Metastatic disease is responsible for the majority of deaths in cancer patients, yet molecular mechanisms underlying tumor cell dissemination are not clearly understood. The purpose of the present application is to identify and characterize specific genes whose expression are directly related to the metastatic behavior of the human epidermoid carcinoma cell line, HEp3, These cells are tumorigenic and metastatic (T+M+) when grown continuously on the chick chorioallantoic membrane (CAM).

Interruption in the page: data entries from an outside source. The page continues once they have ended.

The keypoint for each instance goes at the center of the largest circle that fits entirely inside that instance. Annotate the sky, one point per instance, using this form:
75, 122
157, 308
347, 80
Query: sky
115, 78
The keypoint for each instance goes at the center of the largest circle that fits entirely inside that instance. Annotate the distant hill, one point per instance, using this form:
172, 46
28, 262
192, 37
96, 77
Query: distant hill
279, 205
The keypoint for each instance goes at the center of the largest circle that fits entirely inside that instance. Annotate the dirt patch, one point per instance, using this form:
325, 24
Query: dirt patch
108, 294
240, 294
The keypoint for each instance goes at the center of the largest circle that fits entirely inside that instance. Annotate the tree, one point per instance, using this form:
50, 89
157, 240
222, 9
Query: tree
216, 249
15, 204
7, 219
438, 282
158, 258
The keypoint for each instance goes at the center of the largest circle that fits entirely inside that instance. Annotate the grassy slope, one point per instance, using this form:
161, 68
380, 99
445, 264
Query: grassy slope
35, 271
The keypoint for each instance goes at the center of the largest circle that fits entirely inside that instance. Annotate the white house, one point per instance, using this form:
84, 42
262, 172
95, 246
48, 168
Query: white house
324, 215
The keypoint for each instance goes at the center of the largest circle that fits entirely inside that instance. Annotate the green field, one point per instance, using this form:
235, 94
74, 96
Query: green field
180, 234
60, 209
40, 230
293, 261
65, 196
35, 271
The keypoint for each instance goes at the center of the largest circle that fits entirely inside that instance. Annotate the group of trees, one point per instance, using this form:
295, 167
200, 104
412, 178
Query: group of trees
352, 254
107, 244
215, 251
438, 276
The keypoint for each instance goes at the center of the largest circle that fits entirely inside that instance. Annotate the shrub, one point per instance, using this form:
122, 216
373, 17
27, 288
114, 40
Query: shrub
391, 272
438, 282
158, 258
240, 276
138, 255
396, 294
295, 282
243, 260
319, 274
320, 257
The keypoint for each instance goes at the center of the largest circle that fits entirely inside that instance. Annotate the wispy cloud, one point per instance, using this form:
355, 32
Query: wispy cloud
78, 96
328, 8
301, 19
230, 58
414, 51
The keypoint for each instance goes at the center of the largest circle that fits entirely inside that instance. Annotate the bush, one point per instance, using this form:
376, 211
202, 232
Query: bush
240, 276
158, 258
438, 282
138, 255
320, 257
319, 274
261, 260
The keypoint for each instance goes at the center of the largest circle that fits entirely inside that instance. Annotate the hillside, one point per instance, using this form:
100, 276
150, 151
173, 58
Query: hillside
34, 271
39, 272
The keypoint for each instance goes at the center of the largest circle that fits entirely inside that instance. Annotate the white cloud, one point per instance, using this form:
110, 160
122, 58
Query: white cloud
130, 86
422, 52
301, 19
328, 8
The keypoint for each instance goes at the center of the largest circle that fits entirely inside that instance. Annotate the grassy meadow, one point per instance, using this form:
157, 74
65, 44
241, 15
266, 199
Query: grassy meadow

However, when grown in vitro the cells rapidly lose metastatic potential (T+M-). An expression cloning strategy, based on the methods of Seed and Aruffo (1987) is currently being used to isolate clones from a HEp-3 cDNA library using three different anti-HEp3 monoclonal antibodies (moAbs). These antibodies recognize antigens preferentially expressed on T+M+ cells, and inhibit HEp3 metastasis in the CAM assay, the isolated cDNAs will be sequenced and compared to known sequences. To further demonstrate the direct role of these antigens in mediating HEp3 metastasis, T+M+ cells will be transfected with anti-sense constructs to down regulated expression of target antigens. Anti-sense transfectants will be tested in the chick embryo and nude mouse metastasis assays. The effects of the anti-metastatic moAbs and antisense transfection on HEp3 invasion, adhesion to matrix proteins, degradation of the extracellular matrix, and migration will also be determined. The antigens recognized by these moAbs will be characterized biochemically to determine their subcellular location, carbohydrate content, and association with other cellular proteins. These experiments are designed to identify the metastatis associated antigens and possibly determine their role in metastasis. Expression of these antigens in other tumor cell lines and in normal human tissues will also be determined. The present application takes advantage of the specificity of several anti-HEp3 moAbs, and the power of molecular cloning and gene transfer to clone, identify and characterize genes which positively regulate tumor cell metastasis. Given these tools and the appropriate recipient cell, the molecular mechanisms involved in the complex, multistep metastatic cascade can be studied.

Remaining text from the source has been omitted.